Fait exceptionnel s’il en est, le ballon de Morteau lâché hier en début d’après-midi, après un vol normal est revenu se poser à 3 kilomètres du Lycée d’où il était parti:


Animation du parcours du ballon – [popup url= »http://www.radiocom.org/wp-content/uploads/2011/05/morteau_m7.jpg »]Agrandir la carte[/popup]

Habitué à la précision des prévisions du site des alerteselectroniques, David le lanceur du Pavillon des Sciences de Montbéliard, n’a même pas sollicité d’équipe de radioamateurs* pour la récupération du ballon ! Et c’est lui-même, accompagné de Manu Professeur de seconde 8 option sciences laboratoires du lycée Edgar-Faure, qui est allé récupérer le ballon après sa pose.
Il faut préciser que les radioamateurs Francs-Comtois l’ont équipé depuis plusieurs années avec tout ce qu’il faut pour qu’il puisse suivre avec la classe le parcours du ballon sur son ordinateur.
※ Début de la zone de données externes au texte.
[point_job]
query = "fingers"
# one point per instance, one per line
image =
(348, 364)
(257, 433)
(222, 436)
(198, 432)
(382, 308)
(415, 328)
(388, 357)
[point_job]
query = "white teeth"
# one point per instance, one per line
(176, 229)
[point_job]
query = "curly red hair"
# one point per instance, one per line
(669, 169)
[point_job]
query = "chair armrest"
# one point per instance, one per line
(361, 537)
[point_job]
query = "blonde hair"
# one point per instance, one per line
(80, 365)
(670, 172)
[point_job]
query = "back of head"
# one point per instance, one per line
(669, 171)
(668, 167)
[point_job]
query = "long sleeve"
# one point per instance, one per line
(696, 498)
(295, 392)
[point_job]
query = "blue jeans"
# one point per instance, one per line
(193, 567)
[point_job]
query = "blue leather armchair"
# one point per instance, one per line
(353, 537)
Et le voir tomber et le récupérer à quelques encablures ont permis à David d’aller enfin sur le terrain pour une récupération seulement 30 minutes après la chute.
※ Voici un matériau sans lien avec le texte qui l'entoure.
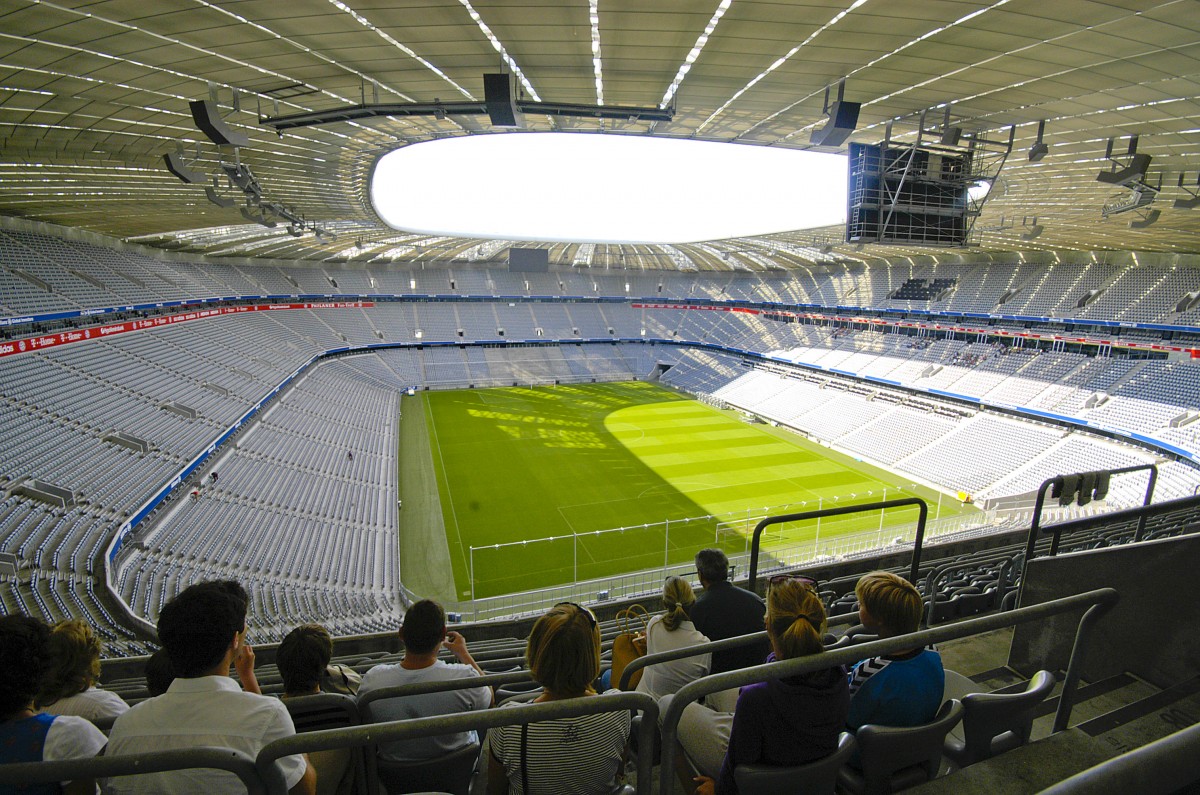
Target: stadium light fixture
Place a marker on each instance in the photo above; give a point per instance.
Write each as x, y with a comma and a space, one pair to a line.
641, 190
Lors de l’éclatement à 31.000 mètres, une petite frayeur, le GPS ne transmettait plus sa position pendant quelques secondes, mais heureusement tout est rapidement rentré dans l’ordre.
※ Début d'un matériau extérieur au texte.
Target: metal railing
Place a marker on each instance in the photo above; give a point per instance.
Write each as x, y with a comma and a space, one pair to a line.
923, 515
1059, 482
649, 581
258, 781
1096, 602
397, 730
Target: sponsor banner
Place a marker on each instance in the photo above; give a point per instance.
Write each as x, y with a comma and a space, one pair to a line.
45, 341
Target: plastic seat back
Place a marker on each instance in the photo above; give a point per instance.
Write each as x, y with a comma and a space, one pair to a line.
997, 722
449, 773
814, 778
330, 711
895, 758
Voir le lieu de pose de la nacelle.

*En fait la vérité est ailleurs…., ci-dessous le récit de Stéphane F1SRX:

… il est 12h55 lorsque F1SRX traverse Morteau pour rejoindre le lieu de lâcher et retrouver son équipier Jean Claude F5HLQ. Le kiwi est déjà en route et il était entendu depuis l’entrée de Morteau, soit une portée au sol de + de 3 km : on sait au moins que ce dernier fonctionne normalement. Petite parenthèse : il est toujours important de tester la portée du kiwi, au sol, avant décollage. Habituellement, on le teste avec un récepteur sans antenne et on doit l’entendre à 100 m environ.
13h00 : tiens un ballon qui s’envole … mais ou est la nacelle ? On le comprendra ensuite : c’est une fausse manip, la chaine de vol s’est détachée et tout est partit, sans la nacelle. Tant pis, David à tout ce qu’il faut pour regonfler un autre ballon.

13h20, le ballon part avec une nacelle de forme originale.

13h45, F5HLQ et F1SRX sont en équipe et se positionnent aux fins, à proximité du lieu supposé d’impact.

A 15h00, le ballon éclate, vers 32 000 m. La règle des 2/3 – 1/3 (2/3 du parcours se fait à la montée et 1/3 à la descente) qui consiste à tracer un trait entre le point de départ et le point d’éclatement et de le prolonger de la moitié du chemin déjà parcouru, nous donne une chute possible à l’ouest de Morteau, vers la Mottte. Nous nous y rendons pour nous apercevoir que le ballon file vers le sud est. Nouvelle extrapolation : le point de chute sera vers Montlebon.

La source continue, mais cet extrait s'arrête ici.